Right now, single tool is hard to meet requirements. And new tools are designed to optimize for variety of use cases, the boundary between category is blurred.

Reliability

What is correct? It’s hard to define, but we can simply consider:

The App performs what user expected
The App can tolerate some mistakes or using it in unexpected ways
The App is good enough under certain load and data volume
The App prevents any abuse or unauthorized access

Then we can define reliable means “continuing to work correctly, even bad things happend”.

The bad things are called faults, a reliable system should be fault-tolerant.

fault vs failure

fault - system deviates from original design

failure - system cannot work (crush)

We should design fault-tolerance mechanisms to prevent faults from causing failure

Hardware Faults

Morden hardware system will use RAID to add redundancy to reduce the fault rate.

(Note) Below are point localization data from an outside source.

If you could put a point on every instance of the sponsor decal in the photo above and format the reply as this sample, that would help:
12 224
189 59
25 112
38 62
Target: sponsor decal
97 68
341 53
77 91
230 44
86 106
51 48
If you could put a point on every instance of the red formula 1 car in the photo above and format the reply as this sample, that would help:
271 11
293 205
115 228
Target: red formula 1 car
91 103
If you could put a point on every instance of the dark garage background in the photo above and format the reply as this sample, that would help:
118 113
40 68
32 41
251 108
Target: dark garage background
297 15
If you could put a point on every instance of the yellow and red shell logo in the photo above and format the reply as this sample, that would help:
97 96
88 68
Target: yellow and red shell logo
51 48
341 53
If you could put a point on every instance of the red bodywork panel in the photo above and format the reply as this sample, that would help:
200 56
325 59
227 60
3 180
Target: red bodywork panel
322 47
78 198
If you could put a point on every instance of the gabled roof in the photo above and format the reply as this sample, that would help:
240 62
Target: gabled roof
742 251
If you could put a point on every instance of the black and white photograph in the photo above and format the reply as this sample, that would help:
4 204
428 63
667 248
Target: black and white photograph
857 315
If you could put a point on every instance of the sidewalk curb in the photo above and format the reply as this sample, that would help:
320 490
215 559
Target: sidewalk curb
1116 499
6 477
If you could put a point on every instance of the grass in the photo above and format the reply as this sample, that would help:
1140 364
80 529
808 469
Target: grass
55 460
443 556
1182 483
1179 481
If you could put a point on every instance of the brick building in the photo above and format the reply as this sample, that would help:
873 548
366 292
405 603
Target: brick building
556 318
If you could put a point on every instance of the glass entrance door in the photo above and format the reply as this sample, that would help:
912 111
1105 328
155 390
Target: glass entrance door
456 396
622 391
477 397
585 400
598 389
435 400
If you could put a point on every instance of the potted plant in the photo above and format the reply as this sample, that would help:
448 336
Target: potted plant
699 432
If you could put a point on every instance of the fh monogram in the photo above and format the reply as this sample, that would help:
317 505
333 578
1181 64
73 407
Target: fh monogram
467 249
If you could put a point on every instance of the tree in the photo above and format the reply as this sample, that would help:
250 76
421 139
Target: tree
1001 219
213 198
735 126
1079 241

Hardware faults are random and independent for most of the cases.

Software Errors

Software errors are sometimes correlated. And these bugs may hide for a long time until we trigger it.

Scalability

Scalability is used to describe a system’s ability to cope with increased load or changed resources.

Load

Remember use case is always the key. Load can be:

request per second
read / write ratio
hit rate on cache
…

When we consider the load, the first thing is make the use case clear. There isn’t best solution, there is only suitable solution.

Performance

There have two situations:

If load increases, and we keep the resource unchanged, how the performance changes?
If load increases, how many resources we need to change to keep the performance unchanged?

To solve these, we need to measure performance.

There are two key term:

throughput → the number of tasks we can process per second
response time → the time between client sending request and receiving response

latency vs response time

latency → duration for a request waitting to be handled

response time → user aspect, I send a request, how long it takes until I get response, it may include network delay, queuing delay, processing time, etc

Percentile

If we run a request multiple times, the response time is not a fixed number, it has distribution. So average response time is p50 (50% percent).

For most of the response time, it looks good, so we always pay attention to tail latencies (high percentile), like p99 (90%) or p999 (99.9%). These response time is always very large and affect user’s experience.

SLO SLA

Service Level Objectives & Service Level Agreements are contracts that define the expected performance and avaliability of a service.

For example, some SLAs may define “p50 < 50ms, p99 < 100ms”.

Queuing Delay & HoL

Queuing delay is one of the most significant reason for tail latency, because limited resource can only handle limited things in parallel.

If we have many requests, they will form a queue. Even the following 99% requests are fast, if the first 1% requests are slow, it will block the queue, and make the total execution time increasing. It’s called Head-of-Line block.

Approaches for coping with load

Scale up → vertical scale, means build more powerful machine

Scale out → horizontal scale, means distribute total load into several small machines

Elastic → autoscale, means this system can detect load changing, and automatically scale to keep performance

Maintainability

Operability - make it easy for operation team to keep the system running smoothly
Simplicity - make new engineer can understand the system easily
Evolvability - make it easy for adding new features